【金鯱賞】メートルダール ベストの左周り二千なら強豪撃破もあるぞ!

2018年03月09日 22時00分

本格化気配のメートルダール

【金鯱賞(日曜=11日、中京芝2000メートル=1着馬に4・1大阪杯優先出走権)新バージョンアップ作戦】歴戦の古豪、上昇余地大の4歳勢など強力なメンバーが揃った金鯱賞。

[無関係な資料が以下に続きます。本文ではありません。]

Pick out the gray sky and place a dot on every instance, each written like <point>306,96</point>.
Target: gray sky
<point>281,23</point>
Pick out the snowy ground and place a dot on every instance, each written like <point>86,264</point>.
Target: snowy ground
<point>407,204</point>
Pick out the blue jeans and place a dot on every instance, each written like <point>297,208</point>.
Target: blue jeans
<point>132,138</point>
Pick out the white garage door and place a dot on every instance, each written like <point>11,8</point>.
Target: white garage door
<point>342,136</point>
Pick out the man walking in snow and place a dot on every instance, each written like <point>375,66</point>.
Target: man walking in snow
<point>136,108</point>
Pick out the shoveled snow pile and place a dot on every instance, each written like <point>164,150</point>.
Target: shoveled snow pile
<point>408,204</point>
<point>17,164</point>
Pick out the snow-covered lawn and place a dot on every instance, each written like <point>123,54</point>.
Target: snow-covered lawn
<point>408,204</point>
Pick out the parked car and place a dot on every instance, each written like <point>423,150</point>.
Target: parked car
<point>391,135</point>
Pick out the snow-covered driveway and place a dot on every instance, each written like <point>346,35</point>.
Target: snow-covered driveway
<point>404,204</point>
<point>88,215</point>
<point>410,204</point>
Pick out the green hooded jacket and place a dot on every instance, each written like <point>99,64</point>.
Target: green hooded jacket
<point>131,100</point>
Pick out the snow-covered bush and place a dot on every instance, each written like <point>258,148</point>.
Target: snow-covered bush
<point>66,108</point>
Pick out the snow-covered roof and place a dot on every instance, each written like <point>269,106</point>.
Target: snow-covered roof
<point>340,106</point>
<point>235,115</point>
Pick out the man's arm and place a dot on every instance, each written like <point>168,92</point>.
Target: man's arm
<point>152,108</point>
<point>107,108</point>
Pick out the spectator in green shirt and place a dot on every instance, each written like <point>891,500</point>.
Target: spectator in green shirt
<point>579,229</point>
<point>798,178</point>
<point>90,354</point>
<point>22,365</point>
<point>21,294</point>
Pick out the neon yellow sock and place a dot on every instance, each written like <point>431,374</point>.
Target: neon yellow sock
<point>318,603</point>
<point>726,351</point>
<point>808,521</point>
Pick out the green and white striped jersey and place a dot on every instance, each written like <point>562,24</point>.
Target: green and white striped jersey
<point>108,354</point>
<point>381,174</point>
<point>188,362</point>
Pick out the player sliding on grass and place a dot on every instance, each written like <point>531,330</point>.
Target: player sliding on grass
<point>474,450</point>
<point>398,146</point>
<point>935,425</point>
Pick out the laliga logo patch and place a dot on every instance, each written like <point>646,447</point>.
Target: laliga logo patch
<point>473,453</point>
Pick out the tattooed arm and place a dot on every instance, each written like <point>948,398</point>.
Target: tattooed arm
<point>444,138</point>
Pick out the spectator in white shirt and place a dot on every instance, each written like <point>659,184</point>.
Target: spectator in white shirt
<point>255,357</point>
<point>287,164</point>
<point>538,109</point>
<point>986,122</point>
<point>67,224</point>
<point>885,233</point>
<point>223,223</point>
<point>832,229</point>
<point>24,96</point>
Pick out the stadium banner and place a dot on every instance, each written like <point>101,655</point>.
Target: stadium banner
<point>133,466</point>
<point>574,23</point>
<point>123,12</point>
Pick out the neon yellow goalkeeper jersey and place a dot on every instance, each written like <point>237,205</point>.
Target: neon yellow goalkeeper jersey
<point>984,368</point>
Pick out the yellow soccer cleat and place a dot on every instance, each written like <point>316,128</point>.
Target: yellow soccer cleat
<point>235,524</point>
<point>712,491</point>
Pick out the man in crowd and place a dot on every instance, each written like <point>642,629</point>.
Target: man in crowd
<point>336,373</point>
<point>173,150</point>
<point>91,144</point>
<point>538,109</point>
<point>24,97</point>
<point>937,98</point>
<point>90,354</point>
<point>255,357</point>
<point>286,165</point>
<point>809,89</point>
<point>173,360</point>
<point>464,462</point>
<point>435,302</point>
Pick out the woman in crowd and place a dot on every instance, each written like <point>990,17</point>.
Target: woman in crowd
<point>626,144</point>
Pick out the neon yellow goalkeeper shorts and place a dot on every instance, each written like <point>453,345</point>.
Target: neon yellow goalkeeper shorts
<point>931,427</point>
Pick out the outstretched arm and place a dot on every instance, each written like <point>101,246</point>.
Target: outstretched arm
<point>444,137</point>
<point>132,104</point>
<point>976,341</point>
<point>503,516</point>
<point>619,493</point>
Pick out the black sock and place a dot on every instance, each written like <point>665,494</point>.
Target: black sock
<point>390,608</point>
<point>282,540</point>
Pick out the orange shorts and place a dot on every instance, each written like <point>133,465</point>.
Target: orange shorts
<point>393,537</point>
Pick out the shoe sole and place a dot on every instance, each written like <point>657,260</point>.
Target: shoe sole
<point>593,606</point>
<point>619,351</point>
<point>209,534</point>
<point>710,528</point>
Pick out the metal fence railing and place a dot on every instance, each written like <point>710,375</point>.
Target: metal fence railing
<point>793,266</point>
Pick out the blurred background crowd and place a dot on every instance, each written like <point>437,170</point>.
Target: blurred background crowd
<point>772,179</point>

その中で新VU作戦の明石尚典記者が狙うのはメートルダール。前走で重賞初制覇を決めて本格化ムード。再び左回りの2000メートルが舞台なら、強豪撃破があるぞ。

 コースリニューアル後のVタイムが1分58秒8~2分00秒4。初年度の12年を除く近5年はすべて1分58~59秒台で決着がついている。年末から2回開幕週へと開催が移った昨年も規定値内の1分59秒2。開幕週とあって馬場レベルを正確に把握することは難しいものの、例年通りなら1分59秒0前後が想定Vタイムとして浮上してくる。確たる逃げ馬不在で大半が差し、追い込みタイプのメンバー構成。ラップバランスは後傾が濃厚とみれば、展開はスローからの瞬発力比べ。勝敗を分けるのは末脚性能の差ということになる。

 捲土重来を期すサトノダイヤモンド、ハイレベル4歳世代のトップランナー・スワーヴリチャード、3連覇を狙うヤマカツエース。骨っぽい面々が顔を揃える中で一角崩しの期待をかけた◎はメートルダール。何より左回りでは切れっぷりが違う。左回りの10ハロンに限れば1、1、3、1着とオール馬券圏内。自身上がりも常に1~3位をキープとまず不発の心配がない。

 単純なスローからの瞬発力比べだけでなく、前後半4ハロン46秒8→47秒4の一貫ペースを刻んだアメジストSでもレース上がりを1秒1上回るハイパフォーマンス。ラップ不問で切れ味を引き出せるのは、左回り10ハロンがベストである何よりの証拠と言えよう。

 今回と同じ中京の中日新聞杯ではミッキーロケットを完封。サトノダイヤモンドとクビ差の接戦(2016年神戸新聞杯)を演じたことのある実力派を一蹴して、トップクラスでの走りにメドを立てた。条件戦からコツコツと勝ち星を積み上げてきた、いわゆる叩き上げタイプ。スター街道を行くライバルたちを倒して、ようやく自らが日の当たる場所へと躍り出る時がきた。